As to the third ground of reversal — governmental immunity. The city of New York in this case did not enjoy governmental immunity. (Engels v. City of New York,
Plaintiff's claim in the present case is similar to the claim made in the Engels and Nathanson cases. It is that *286 defendant was negligent in the maintenance and operation of its hospital in that it made available for use by the nurses a supply of medicine dangerous and unfit for use.
It is urged that the Engels and Nathanson cases may be distinguished because in both of them the injuries were caused by non-professional employees and in each case plaintiff was visiting a paying patient as to whom the city was not maintaining a charity. There is no difference between an injury caused by a doctor or nurse and one caused by a non-professional employee if the former be acting in an administrative capacity and not in a professional one.
The second distinction sought to be made, that in the Engels and Nathanson cases the city was not, as to the patient being visited, maintaining a charity, is without basis. Plaintiff at the time of the injury was not a recipient of charity. She was paying for her medical care by her services. She was more than a visitor; she was there in her own right. (Cf. N.Y. City Charter, § 587, effective January 1, 1938.) In the fifth paragraph of the amended complaint plaintiff alleges the making of a contract with Bellevue Hospital under the terms of which she was to render services as a nurse in return for which she was to receive "a salary of $90.00 per month with board and maintenance and proper medical and surgical attention." That was admitted by the answer. Whether Bellevue Hospital is or is not for some purposes operated by the city in its governmental capacity is beside the point.
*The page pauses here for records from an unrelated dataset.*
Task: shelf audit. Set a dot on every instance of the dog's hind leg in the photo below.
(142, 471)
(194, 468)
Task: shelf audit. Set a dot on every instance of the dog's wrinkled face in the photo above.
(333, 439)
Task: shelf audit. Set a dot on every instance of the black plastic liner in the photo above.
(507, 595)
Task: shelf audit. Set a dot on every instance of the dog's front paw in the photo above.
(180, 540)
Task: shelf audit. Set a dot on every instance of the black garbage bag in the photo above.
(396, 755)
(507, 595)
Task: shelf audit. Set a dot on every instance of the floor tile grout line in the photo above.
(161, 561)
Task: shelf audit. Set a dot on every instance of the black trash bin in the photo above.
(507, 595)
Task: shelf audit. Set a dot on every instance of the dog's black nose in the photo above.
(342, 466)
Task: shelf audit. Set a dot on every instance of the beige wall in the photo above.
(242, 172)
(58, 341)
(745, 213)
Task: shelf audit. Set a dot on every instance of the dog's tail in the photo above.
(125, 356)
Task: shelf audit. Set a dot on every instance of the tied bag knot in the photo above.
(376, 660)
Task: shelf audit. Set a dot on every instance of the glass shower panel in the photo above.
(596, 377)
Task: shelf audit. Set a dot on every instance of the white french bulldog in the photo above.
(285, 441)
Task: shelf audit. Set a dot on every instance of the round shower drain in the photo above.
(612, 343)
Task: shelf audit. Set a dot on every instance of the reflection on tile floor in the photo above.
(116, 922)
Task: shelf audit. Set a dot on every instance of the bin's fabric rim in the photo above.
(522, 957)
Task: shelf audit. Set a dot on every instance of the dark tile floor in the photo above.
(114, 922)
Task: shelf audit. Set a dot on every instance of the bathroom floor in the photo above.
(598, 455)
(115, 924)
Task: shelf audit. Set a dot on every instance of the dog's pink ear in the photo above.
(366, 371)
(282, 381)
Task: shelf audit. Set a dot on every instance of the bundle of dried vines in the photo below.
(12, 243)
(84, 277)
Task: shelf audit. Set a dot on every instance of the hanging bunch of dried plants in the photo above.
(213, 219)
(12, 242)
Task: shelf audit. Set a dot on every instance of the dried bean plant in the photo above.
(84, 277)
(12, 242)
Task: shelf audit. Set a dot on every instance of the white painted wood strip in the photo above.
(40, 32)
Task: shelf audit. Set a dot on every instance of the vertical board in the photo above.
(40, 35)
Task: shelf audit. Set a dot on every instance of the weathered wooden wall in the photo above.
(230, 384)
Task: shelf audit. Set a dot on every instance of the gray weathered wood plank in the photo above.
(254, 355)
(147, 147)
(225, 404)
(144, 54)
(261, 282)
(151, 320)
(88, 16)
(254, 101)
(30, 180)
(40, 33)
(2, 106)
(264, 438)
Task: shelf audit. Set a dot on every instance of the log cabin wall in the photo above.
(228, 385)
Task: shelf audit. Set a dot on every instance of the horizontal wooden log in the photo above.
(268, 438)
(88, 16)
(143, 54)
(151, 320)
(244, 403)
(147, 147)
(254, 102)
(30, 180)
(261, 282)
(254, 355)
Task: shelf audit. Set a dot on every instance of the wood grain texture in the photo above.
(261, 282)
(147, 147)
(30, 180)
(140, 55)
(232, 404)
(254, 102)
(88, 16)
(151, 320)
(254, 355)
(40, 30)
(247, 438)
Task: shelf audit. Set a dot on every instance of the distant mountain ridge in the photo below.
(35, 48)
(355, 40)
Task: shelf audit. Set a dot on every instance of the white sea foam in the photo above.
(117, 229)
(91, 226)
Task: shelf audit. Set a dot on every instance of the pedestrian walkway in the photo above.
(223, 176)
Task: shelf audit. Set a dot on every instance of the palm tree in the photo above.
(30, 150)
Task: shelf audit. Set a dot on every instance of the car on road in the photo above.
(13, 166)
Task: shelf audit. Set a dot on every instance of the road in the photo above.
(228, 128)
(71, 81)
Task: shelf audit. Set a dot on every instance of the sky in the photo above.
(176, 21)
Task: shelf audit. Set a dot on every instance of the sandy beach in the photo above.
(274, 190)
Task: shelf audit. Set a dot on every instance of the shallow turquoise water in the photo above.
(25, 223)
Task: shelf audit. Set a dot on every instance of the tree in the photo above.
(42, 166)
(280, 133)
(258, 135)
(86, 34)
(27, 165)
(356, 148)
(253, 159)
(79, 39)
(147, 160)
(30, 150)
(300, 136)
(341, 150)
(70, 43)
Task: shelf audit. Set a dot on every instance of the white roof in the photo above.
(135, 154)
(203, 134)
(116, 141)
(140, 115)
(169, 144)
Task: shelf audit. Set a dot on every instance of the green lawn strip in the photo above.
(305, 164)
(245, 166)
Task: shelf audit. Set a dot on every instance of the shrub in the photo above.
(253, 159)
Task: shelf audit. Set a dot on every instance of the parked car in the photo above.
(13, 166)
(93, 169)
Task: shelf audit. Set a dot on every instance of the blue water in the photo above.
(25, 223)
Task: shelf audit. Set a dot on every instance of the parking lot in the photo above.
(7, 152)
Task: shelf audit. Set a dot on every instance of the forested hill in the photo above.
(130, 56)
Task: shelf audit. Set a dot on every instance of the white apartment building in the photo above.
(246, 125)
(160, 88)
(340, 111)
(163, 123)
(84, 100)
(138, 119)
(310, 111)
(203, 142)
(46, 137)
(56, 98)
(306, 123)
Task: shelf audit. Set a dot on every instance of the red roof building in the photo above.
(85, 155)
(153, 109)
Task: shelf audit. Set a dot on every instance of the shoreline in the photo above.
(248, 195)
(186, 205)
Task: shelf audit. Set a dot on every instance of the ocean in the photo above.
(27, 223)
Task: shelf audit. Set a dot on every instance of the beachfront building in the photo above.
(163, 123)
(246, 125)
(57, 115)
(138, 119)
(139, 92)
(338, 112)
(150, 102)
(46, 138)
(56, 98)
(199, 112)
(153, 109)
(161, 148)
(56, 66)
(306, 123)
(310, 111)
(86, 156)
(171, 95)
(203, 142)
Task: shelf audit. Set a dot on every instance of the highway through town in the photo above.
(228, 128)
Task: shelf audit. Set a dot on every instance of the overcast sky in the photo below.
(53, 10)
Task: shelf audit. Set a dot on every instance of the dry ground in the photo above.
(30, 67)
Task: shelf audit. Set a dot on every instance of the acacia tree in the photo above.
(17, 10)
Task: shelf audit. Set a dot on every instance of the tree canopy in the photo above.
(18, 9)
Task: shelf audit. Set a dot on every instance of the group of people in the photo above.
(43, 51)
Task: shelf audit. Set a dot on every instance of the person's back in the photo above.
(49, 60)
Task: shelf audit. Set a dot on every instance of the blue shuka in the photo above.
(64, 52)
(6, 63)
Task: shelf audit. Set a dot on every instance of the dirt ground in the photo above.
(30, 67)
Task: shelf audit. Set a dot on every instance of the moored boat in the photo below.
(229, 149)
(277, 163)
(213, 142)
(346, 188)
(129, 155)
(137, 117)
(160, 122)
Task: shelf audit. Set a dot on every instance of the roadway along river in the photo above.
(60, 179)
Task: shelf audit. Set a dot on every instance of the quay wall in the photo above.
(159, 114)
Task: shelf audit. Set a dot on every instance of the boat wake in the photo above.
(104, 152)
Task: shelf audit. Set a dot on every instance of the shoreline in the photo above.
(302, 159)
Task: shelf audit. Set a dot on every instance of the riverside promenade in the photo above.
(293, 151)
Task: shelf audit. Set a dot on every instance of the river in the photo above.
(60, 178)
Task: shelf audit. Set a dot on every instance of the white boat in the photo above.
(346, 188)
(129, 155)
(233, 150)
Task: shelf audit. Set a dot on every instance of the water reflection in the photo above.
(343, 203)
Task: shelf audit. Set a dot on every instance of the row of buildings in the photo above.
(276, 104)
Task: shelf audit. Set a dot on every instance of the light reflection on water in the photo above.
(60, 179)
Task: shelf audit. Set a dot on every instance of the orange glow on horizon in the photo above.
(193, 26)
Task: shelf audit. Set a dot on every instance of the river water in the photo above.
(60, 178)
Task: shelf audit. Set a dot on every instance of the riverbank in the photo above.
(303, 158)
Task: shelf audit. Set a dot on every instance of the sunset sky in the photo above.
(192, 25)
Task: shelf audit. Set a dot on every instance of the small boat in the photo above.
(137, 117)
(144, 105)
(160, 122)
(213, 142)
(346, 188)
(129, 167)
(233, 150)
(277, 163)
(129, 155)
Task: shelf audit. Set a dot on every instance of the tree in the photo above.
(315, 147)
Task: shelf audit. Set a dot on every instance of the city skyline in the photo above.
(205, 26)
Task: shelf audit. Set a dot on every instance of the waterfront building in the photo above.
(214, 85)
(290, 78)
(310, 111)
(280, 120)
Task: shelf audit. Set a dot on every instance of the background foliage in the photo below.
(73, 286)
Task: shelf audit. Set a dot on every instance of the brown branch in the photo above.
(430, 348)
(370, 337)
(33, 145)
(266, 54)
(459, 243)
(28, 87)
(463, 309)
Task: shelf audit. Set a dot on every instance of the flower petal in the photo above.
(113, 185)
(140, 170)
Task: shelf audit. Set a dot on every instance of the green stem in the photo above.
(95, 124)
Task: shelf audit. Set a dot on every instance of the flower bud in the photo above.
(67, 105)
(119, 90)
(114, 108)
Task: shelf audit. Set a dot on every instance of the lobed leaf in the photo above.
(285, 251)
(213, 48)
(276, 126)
The city was in this instance performing the terms of a contract which it admits in its answer. Presumably the city derived some benefit from the contract. Undoubtedly, if part of plaintiff's compensation had not been board, maintenance and proper medical and surgical attention, the salary which the city would have had to pay would have been more than ninety dollars per month.
Nor is it apparent how the operation and maintenance of the nurses' infirmary was a governmental function. When the city acts to protect the health of its citizens and *287 furnish medical and surgical treatment to those who cannot pay therefor, it is engaged in a governmental function. Here the infirmary was open only to nurses. The public was not admitted nor treated. It cannot be said that the operation of the infirmary was for the protection of the public's health. It was operated, as far as plaintiff is concerned, in the performance of a contractual duty, not a governmental obligation.
The judgment of the Appellate Division should be reversed and that of the Trial Term affirmed, with costs in this court and in the Appellate Division.
Dissenting Opinion
The plaintiff's injury, according to the allegations of the complaint and the evidence introduced to prove these allegations, was the result of negligent treatment administered by the hospital as required by the terms of the contract of employment made by the hospital with the plaintiff. It seems to me entirely clear that such an injury arises out of and in the course of the plaintiff's employment and that the remedy afforded by the Workmen's Compensation Law is there exclusive. Even assuming that the pleadings do not permit the defendant to urge that the plaintiff's exclusive remedy is for compensation under the Workmen's Compensation Law, the plaintiff has failed, I think, to establish any cause of action against the defendant for damages caused by the negligence of its employees, for the only negligence which may have been the proximate cause of the injury was the negligence of the nurse in administering the drug.
The judgment should be affirmed.
LOUGHRAN, FINCH, RIPPEY and LEWIS, JJ., concur with CONWAY, J.; LEHMAN, Ch. J., dissents in opinion in which SEARS, J., concurs.